母の年齢の意味することに気付いたのは、志学の歳を迎える前のことであった。
年に何回か、母がたいそう美しく粧って、幼く姦しい少女たちのような足取りで出掛けていくことの意味に気付いたのは、そこから僅かに時を置いてのことである。
* 7/26(Fri) 08:58 * No.5
記憶の扉 II

善なる者であることは、己の生まれの不確かさをぼやぼやと誤魔化してくれるヴェールのようなものであった。長じてからは、己の生まれの罪深さを覆い隠してくれる鎧のようになった。
父のように立派な人に、優しい先生になってねと言い聞かされ育ってきた。それを心の底から信じる気持ちは成長するにつれ薄れてはいったが、それでも母の語る父の姿を否定するには至らなかった。

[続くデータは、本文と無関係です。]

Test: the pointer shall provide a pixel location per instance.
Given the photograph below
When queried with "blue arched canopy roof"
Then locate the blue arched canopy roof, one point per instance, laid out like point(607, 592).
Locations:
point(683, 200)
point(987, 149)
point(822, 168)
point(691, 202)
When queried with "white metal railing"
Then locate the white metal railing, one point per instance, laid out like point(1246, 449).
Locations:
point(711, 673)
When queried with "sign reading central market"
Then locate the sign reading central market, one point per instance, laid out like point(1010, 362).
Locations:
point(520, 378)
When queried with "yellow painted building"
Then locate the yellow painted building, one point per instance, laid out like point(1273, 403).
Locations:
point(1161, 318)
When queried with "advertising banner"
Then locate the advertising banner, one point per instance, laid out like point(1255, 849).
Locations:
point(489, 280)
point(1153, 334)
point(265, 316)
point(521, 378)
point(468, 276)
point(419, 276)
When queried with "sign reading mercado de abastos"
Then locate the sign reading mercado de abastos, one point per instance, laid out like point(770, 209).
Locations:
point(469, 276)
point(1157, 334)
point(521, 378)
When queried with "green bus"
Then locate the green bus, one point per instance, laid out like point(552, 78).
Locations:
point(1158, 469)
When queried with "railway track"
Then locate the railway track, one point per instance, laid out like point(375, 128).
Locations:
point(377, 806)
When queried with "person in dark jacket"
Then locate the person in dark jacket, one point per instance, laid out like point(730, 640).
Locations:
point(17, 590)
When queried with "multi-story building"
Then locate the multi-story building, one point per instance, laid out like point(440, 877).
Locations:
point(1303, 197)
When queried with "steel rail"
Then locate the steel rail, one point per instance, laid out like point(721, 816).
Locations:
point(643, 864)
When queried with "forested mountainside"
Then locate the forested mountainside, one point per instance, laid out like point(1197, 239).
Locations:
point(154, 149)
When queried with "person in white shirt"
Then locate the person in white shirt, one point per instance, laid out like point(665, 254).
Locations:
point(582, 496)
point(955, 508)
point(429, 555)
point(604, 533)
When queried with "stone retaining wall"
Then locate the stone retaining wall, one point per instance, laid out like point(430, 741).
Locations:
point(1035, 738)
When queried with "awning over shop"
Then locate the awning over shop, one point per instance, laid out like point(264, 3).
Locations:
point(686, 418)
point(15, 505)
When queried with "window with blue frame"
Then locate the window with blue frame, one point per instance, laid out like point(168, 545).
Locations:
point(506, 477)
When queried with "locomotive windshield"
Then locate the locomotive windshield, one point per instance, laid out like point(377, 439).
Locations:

善き人物、目指すべき人として教えられてきた父の姿が偽りに満ちていたことを明確に知ったのは昨年のことだ。あの時のことを思うと、今でも自分の立っている地面が崩れ落ちていくような気持ちになる。



スマートフォンが震える。着信画面に表示されるのは、半年ほど前に初めて知った名前だ。出るかどうか暫し躊躇ったのちに、通話ボタンをタップする。聞こえてくるのは、几帳面そうな男性の声である。義務感から話されているのであろう内容を聞く。
「はい、家族皆元気です。新しい環境にも慣れましたし、友達もできました。良い所に通わせてもらえて、感謝しています。ありがとうございます」
「はい、ええ、分かりました」
「それは、母が仏前に手を合わせに行くことも差し支えないということですか?」
「分かりました。遠方なのでおそらく行くことはないでしょうが、もしそちらにお邪魔する場合は誠道さんにご連絡します。   妹ですか?妹がそちらにお邪魔することはありません。行くとしたら、僕一人だけです」
「ただ、受験勉強もありますし、先程もお話ししたようにここからそちらに行くには時間も掛かりますので、おそらく伺うことはありません。ご連絡ありがとうございました。失礼します」
やや一方的に通話を終わらせる。
躊躇い含んだ指先が何らかの操作をしようかと動くが、結局それは為されない。